Where PMs Create Real Leverage: Vision, Strategy, Scope, and Backlog
As product managers, our job isn’t to ship tickets. It’s to create leverage.
But what does leverage really mean? And where should we focus our time to create the most of it?
There are two core concepts I share with my team:
Managerial Output: This is what you produce as a manager. It’s not just your own contributions—it’s the output of your team plus the output of the surrounding teams you influence. Great PMs expand their radius.
Managerial Leverage: Some activities create more output than others. The best PMs recognize that their time is limited and focus on the things that produce the most leverage per unit of effort.

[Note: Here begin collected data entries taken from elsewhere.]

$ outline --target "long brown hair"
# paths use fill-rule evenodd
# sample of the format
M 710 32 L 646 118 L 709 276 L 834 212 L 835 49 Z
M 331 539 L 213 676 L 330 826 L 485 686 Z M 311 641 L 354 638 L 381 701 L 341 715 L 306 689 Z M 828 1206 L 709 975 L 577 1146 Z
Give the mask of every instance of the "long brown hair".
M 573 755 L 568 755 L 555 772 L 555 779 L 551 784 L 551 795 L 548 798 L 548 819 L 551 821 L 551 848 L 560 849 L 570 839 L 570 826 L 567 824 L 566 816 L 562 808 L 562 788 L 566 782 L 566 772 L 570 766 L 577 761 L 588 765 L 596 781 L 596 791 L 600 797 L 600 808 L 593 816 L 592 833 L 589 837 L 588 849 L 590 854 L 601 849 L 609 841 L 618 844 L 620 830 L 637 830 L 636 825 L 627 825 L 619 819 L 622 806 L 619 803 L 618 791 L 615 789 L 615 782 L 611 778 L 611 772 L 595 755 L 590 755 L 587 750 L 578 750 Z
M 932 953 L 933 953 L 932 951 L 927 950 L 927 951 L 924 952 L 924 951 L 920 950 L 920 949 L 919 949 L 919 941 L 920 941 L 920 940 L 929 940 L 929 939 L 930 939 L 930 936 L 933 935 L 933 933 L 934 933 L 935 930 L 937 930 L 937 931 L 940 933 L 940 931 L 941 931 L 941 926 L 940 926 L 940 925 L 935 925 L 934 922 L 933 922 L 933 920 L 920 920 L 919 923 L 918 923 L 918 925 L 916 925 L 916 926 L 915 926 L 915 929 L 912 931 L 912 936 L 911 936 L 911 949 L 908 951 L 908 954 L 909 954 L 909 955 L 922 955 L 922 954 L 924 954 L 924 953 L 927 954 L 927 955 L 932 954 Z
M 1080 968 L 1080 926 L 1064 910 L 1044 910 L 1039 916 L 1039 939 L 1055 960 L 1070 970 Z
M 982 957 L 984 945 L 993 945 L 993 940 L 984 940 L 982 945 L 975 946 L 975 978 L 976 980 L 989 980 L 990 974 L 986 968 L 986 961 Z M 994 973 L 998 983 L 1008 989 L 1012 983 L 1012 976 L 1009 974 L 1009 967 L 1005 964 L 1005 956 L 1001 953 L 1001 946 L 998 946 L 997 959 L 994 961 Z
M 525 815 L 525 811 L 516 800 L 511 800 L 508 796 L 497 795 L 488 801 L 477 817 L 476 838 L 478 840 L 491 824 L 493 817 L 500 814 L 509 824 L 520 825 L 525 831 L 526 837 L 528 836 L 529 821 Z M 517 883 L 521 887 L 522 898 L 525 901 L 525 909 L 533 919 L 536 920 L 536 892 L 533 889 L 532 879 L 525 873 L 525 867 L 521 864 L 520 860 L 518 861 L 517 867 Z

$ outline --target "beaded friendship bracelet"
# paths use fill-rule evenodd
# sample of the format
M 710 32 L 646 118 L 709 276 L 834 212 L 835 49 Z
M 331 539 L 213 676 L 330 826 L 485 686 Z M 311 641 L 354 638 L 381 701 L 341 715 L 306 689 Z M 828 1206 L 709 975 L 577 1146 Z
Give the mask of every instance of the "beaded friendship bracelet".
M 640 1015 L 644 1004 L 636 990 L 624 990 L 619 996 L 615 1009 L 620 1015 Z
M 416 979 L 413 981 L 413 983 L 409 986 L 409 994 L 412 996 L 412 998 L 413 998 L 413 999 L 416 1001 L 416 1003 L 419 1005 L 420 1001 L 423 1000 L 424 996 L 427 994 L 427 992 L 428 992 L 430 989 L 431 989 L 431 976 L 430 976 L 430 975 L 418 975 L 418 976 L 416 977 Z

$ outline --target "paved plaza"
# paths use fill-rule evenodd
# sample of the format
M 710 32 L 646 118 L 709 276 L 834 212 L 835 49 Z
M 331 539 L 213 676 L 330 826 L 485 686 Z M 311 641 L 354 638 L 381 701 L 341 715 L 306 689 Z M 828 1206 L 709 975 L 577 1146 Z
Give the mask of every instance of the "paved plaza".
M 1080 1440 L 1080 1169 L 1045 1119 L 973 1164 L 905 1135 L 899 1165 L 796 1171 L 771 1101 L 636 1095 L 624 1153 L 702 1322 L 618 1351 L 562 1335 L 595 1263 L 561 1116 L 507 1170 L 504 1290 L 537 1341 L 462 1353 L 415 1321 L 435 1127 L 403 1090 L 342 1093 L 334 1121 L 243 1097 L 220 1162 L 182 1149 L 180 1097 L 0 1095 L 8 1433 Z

That’s the real job.
So where does a PM create the most leverage?
The Leverage Pyramid: Vision, Strategy, Scope, Backlog
Here’s a simple framework I use:
Vision → Strategy → Scope → Backlog
Think of this as a pyramid, where the foundation lies in Vision and Strategy—and the optimization happens through Scope and Backlog.
At the top of the pyramid is the backlog—individual tasks and user stories. Important? Sure. But high leverage? Rarely.
At the base is vision—the compass that orients the entire team. This is where a product manager has the highest potential to shape outcomes.
Let’s break this down.
Vision: The Heart of the Team
A good vision describes where you’re going and why it matters. It’s not a feature set or a KPI target. It’s the end state of your team’s efforts, expressed clearly and ambitiously.
But here’s the catch: Your team’s vision has to fit within the company’s vision.
I’ve seen too many PMs go off-script, charging in like the “CEO of the product” trying to “do epic shit.” And while I admire the energy, it has to align with the bigger company narrative—or you’ll end up building something impressive but irrelevant.
PMs should spend real time talking with leadership to internalize the company’s vision—and recalibrate as the company evolves. At Shopify, we called this “staying on the green path.” It means you’re pushing boundaries, yes—but always within bounds.
And when you get it right? The vision becomes a filter for every micro-decision your team makes. It becomes the source of team pride. It becomes your leverage.
Strategy: Your Gameplan for Action
If vision is the “why,” strategy is the “how.” It’s the plan you craft to navigate constraints, market dynamics, customer needs, and technical realities—and move toward the vision.
And no, strategy is not a roadmap.
A roadmap is an output of strategy. A real strategy should answer:
What are we building, and why?
Who are we targeting, and why?
How will we grow, and why will that work?
How does this improve our position in the market?
The more your strategy can answer those questions (especially the “why”), the more your team will act with clarity and autonomy.
Scope and Backlog: Optimization Work
Scope and backlog are necessary—but they’re not where you create foundational leverage.
Scope defines what you need to build to realize your strategy.
Backlog breaks that down into the units of work your team will tackle.
They help you go faster toward a known destination—but they’re only effective when you’ve already figured out where you’re going and why.
That’s why I encourage PMs to spend more time downstream than upstream. If your strategy is fuzzy or your vision isn’t aligned, no amount of backlog grooming will get your team where it needs to go.
A Simple Litmus Test
If you want to test whether your team has clarity, ask this:
Can an engineer or designer on your team explain:
The vision you’re working toward?
The strategy that’s guiding how you get there?
If not, don’t start another sprint. Go back to the foundation. That’s where your leverage lives.
Closing Thoughts
I built this framework early in my career because I wanted to create a team where:
Everyone knew how their work contributed to the company’s vision.
Everyone could explain why we were approaching the problem in a specific way.
That’s the real unlock. That’s how you turn product managers into product leaders. And that’s how you stop managing backlogs—and start shaping futures.